Are there duplicates in `one_run`? It is not easy to answer by just looking at the above output, but we can use sort the result to help with that.

In [2]:
sorted(one_run)

[51,
 58,
 61,
 66,
 72,
 78,
 85,
 86,
 87,
 100,
 106,
 120,
 126,
 134,
 146,
 147,
 155,
 161,
 173,
 195,
 217,
 226,
 239,
 265,
 265,
 276,
 313,
 356,
 356,
 357]

Really, we need a function that will give us the number of occurences of the most frequent day. There are many ways to achieve this, _e.g._:

- use the `Counter` function we introduced before;
- `numpy` has a useful function called `bincount`;
- write your own function.

We will use the first option; using the other two are useful exercises for developing your coding skills. Let's first recall the `Counter` function output:

In [3]:
from collections import Counter


Counter([15, 2, 7, 2, 2, 1, 7])

Counter({15: 1, 2: 3, 7: 2, 1: 1})

As you can see in the above output, `Counter` calculates for each element in the list or array the number of occurences. The most frequent occurence can be obtained as below; (in case of ties, it is the one that occurs first in our list/array).

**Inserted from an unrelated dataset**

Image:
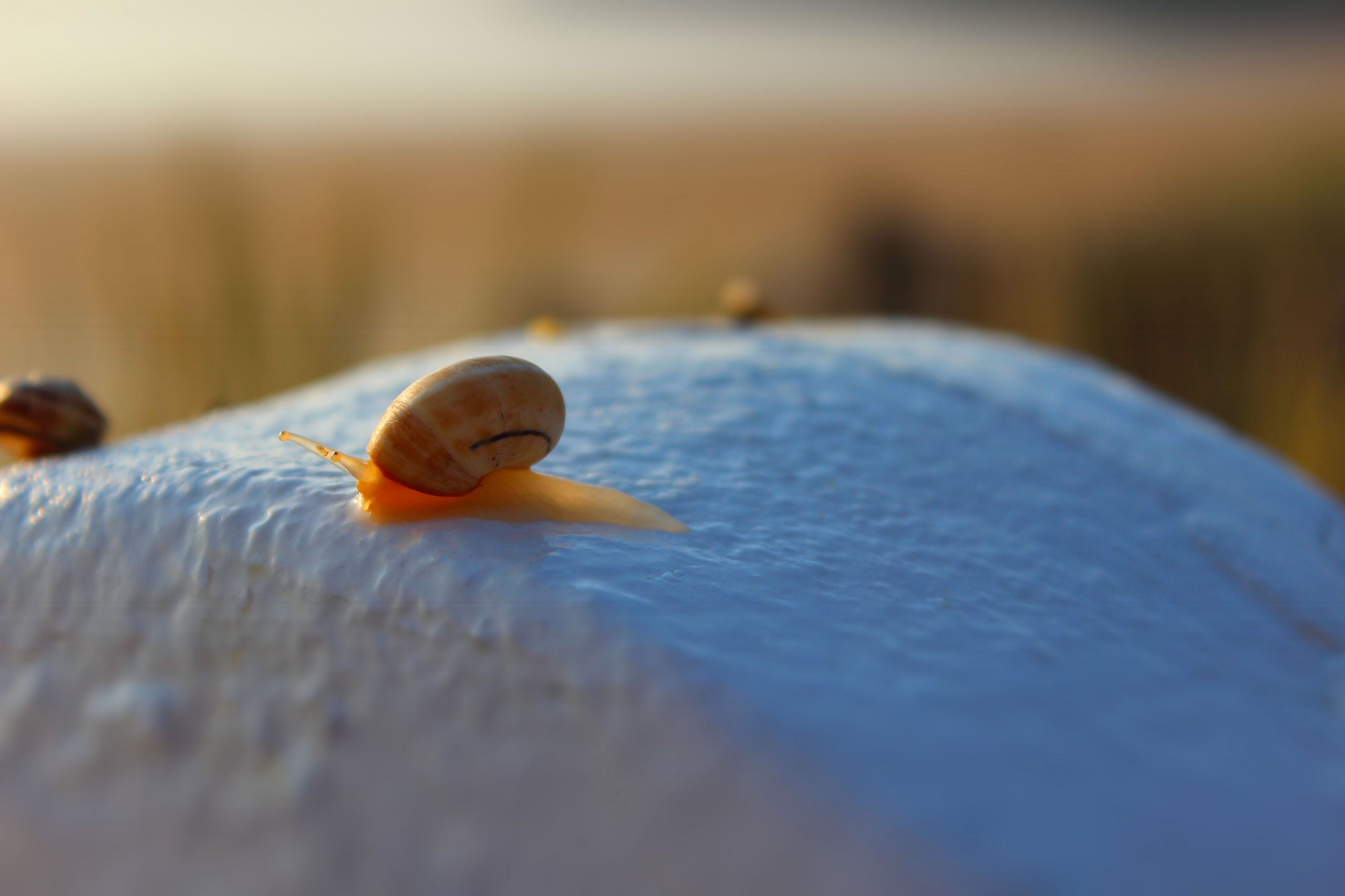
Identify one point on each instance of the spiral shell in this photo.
(47, 416)
(454, 427)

The following cells show the code for extracting: (i) the most frequent element and the number of times it appears in our list or array; (ii) the number of times in the list of the most frequent element.

In [4]:
Counter([15, 2, 7, 2, 2, 1, 7]).most_common(1)

[(2, 3)]

In [5]:
Counter([15, 2, 7, 2, 2, 1, 7]).most_common(1)[0][1]

3

## Repeated simulations and summary

We now create a function that will simulate `nrep` repetitions of the birthday setting for `n` subjects. The function returns an array that has `nrep` entries, each showing the count (frequency) of the most frequent birthday in one simulation.

In [6]:
import numpy as np


def birthday_sim(n, nrep):
    '''Estimate birthday matching probabilities using nrep simulations.'''
    return np.array([
        Counter(random.choices(birthdays, k=n)).most_common(1)[0][1]
        for _rep in range(nrep)
    ])

With this function, we calculate the results for ten repetitions of a group of 23 people.

In [7]:
birthday_sim(23, 10)

array([1, 1, 2, 1, 2, 1, 2, 1, 1, 2])

We are ready now to estimate the probability that at least two people share a birthday in a group of n random subjects. In a similar fashion to the coin toss example where the probability of heads was given by the long run frequency (number of heads / number of tosses), the estimated probability is:

$$\frac{\mbox{number of repetitions with shared birthdays}}{\mbox{nrep}}$$

As mentioned above, the number of repetitions affects both accuracy (better accuracy for more repetitions) and computational time. Section ?? provides more details on this issue. In the cell code below we use 1000 repetitions.

In [8]:
n = 23
nrep = 1000

sum(birthday_sim(n, nrep) >= 2) / nrep

0.52

Note that the result we obtain is close but not equal to the probability we calculated at the beginning of this chapter (0.5073). Increasing the number of repetitions will lead to an estimate that is closer to the exact probability.

## On the assumptions used in simulations

It is important to consider whether the assumptions made in the simulations are the same or different than the ones we made in the mathematical derivation. The answer is yes (same assumptions) because: (i) the `birthdays` range has 365 elements (so we implicitly assume the year has 365 days); and (ii) birthdates are independent and equally likely (because the `random.choice` function is designed to sample elements this way when only sample size is provided).

We will talk in a later section about ways to relax these assumptions.